About

John McManus is the author of five books of fiction and the co-founder of Ordain, a decentralized marketplace for narrative art. His new collection, Famous Children, is forthcoming from Sarabande Books in 2027. His previous books include the story collections Fox Tooth Heart, Born on a Train, and Stop Breakin Down and the novel Bitter Milk. His fiction has appeared in McSweeney's, Tin House, Ploughshares, The Oxford American, and Electric Literature, among many other journals. He is the recipient of the Whiting Award, the American Academy of Arts and Letters' Literature Award, a Creative Capital grant, a Fulbright Scholar award in South Africa, and the Fellowship of Southern Writers' New Writing Award.

John McManus

McManus also works across screen, stage, and emerging technology. He is developing the television series Dominoes with Guggenheim Fellow playwright Rogelio Martinez, and the narrative/game hybrid Strange Currencies with producer Terence Michael and AI filmmaker Lauren Sieckmann. He serves on the board of directors of Physical Plant Arts, the Austin-based experimental theater company behind the Roving Reactor, a traveling exhibit designed to change the public conversation about nuclear energy. He is on the advisory board of Story Stream, an AI platform that brings developmental editing to fiction writers at a fraction of traditional cost. He has been a dramaturg on projects in development at the Atlantic Theatre Company, New York Stage & Film, The Lark, and TheatreWorks Silicon Valley, and was a fellow in dramaturgy at the Banff Playwrights Lab.

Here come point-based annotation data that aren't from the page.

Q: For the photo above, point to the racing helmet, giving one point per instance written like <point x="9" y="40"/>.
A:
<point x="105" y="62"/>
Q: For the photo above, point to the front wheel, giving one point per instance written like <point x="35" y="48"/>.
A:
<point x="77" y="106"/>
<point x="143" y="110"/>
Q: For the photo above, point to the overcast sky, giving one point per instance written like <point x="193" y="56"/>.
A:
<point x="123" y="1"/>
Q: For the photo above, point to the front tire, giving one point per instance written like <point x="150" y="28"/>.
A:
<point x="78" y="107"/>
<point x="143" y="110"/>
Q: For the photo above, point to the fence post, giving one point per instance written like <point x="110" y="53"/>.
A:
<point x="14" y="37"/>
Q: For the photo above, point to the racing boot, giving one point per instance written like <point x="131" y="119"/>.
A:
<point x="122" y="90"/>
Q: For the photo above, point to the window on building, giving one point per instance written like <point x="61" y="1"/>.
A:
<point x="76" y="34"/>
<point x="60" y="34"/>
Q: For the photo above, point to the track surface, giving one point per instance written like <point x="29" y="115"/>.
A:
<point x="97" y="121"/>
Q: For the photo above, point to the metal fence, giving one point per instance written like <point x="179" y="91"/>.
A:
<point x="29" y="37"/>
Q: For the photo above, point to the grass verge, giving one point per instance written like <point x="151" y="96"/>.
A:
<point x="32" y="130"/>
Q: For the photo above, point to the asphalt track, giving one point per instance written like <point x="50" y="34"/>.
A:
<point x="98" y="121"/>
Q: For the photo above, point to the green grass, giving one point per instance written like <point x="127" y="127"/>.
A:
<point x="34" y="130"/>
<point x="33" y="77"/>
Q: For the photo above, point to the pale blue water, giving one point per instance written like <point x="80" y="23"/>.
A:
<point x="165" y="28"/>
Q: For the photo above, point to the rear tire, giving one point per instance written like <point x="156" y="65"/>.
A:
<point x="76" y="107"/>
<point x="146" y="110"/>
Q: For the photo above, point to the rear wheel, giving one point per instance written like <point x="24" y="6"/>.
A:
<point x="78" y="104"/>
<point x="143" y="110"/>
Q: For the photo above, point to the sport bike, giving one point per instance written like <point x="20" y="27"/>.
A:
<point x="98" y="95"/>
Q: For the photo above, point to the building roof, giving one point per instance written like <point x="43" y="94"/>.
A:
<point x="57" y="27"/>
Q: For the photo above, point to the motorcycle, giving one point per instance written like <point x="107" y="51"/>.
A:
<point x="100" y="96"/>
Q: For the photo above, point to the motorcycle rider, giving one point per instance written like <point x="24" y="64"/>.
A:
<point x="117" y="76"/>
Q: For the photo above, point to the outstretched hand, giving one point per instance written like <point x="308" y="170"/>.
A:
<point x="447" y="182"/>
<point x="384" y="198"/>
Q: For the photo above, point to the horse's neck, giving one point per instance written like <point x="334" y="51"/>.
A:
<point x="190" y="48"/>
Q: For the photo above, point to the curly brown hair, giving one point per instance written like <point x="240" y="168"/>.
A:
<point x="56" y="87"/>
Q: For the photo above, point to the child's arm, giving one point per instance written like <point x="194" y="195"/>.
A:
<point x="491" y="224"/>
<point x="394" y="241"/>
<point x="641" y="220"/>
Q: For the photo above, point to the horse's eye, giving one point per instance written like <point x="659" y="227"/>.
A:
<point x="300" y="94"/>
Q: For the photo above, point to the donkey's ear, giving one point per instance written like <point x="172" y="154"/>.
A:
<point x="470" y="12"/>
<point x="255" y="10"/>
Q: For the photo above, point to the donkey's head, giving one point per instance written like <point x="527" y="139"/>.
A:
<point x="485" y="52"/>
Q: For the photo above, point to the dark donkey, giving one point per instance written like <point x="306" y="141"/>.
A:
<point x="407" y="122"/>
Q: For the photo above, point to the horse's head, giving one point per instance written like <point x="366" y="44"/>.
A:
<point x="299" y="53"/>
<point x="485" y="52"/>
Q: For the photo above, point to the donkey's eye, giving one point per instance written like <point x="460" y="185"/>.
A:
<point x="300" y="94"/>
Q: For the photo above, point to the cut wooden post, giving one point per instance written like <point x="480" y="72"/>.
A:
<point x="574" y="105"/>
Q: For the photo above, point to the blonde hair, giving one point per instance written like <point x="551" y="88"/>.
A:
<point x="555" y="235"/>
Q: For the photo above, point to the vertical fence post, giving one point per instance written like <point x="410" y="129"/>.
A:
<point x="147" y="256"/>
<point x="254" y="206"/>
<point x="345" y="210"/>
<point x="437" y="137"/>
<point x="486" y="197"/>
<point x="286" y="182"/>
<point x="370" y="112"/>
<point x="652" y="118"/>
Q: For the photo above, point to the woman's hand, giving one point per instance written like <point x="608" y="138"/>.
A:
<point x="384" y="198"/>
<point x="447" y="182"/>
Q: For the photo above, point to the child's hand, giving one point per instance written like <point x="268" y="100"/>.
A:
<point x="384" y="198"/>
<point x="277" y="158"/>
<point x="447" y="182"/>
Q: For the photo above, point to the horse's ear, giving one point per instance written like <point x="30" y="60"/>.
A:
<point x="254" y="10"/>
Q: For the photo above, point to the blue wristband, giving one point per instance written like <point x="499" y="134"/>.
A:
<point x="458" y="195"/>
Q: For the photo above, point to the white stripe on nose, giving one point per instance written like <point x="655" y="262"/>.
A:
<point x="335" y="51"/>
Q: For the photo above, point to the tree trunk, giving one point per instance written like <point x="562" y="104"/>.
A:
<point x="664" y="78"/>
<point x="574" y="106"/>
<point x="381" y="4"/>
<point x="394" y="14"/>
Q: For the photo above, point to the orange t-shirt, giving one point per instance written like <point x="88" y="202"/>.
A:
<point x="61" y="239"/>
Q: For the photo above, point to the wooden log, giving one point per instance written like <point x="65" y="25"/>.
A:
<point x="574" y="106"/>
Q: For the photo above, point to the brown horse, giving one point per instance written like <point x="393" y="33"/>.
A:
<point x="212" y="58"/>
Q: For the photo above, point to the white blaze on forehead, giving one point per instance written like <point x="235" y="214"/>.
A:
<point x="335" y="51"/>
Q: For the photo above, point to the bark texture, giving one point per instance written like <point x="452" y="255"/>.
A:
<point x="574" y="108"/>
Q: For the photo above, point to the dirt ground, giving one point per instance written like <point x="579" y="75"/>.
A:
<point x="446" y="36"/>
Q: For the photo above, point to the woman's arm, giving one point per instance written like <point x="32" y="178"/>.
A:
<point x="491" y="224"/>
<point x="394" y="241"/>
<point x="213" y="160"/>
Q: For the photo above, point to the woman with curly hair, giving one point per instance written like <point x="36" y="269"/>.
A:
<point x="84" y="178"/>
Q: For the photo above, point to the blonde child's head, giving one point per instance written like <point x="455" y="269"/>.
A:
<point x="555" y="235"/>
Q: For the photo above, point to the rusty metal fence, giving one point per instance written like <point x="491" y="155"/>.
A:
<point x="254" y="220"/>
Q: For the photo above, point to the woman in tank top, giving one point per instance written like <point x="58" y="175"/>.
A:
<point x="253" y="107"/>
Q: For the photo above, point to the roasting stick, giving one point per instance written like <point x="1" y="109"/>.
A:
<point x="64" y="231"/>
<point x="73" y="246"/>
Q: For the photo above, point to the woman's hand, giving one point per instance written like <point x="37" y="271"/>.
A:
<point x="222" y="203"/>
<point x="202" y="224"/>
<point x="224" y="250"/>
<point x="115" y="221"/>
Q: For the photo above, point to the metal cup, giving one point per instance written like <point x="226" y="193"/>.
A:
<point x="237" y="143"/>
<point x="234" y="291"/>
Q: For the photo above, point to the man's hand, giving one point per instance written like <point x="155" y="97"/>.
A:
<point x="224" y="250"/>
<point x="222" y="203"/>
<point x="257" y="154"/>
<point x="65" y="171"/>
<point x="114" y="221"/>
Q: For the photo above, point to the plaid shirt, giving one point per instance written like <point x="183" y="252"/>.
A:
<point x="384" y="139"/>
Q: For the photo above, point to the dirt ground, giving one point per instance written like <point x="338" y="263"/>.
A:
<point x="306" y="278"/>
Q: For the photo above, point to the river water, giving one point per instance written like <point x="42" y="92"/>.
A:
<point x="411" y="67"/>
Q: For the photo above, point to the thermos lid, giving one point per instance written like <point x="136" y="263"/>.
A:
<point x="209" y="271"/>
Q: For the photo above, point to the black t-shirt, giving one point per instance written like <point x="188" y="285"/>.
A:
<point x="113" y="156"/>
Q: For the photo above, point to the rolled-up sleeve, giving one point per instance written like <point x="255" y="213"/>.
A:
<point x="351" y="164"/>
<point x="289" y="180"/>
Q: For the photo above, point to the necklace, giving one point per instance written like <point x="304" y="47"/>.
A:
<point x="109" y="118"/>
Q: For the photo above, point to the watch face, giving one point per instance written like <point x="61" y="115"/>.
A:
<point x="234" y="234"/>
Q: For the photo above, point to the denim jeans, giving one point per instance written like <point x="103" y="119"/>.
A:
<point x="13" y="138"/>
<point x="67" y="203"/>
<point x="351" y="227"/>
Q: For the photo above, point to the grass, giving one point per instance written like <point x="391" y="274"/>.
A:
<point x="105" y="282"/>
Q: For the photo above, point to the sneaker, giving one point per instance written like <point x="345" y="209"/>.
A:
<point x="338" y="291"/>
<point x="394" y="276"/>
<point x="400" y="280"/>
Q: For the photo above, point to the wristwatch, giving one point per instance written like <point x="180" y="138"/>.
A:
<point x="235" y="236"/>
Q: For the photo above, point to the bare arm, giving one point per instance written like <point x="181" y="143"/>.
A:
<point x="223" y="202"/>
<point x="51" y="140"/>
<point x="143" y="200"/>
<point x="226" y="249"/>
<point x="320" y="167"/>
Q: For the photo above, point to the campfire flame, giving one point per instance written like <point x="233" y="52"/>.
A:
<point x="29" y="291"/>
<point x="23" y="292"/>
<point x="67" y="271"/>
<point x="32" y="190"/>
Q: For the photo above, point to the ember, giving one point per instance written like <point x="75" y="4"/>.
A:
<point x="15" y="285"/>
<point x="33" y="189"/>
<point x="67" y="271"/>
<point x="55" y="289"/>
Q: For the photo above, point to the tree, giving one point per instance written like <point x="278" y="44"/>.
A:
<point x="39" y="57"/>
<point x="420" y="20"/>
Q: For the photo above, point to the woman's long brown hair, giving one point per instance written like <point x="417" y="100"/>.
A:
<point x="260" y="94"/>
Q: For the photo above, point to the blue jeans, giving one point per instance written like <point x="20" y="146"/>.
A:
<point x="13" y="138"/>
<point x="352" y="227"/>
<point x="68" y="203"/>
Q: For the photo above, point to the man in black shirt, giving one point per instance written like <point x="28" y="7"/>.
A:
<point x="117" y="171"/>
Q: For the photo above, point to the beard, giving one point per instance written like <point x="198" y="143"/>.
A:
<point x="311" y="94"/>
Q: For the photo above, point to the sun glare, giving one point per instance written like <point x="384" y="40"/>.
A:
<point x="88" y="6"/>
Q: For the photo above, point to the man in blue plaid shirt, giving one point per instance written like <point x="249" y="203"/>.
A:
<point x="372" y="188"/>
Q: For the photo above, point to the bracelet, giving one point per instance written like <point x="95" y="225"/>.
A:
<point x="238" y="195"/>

McManus earned his MFA in fiction and screenwriting from the Michener Center for Writers at the University of Texas. His residencies include Yaddo, the Dora Maar House in Ménerbes, France, the Camargo Foundation, Ucross, Djerassi, and other artist communities in the U.S. and abroad.

He teaches in Old Dominion University's MFA program in Norfolk, Virginia, where he co-directs the annual literary festival with poet Marianne Chan. He divides his time between there and New York, where he lives with his husband, the playwright and theater director Kareem Fahmy.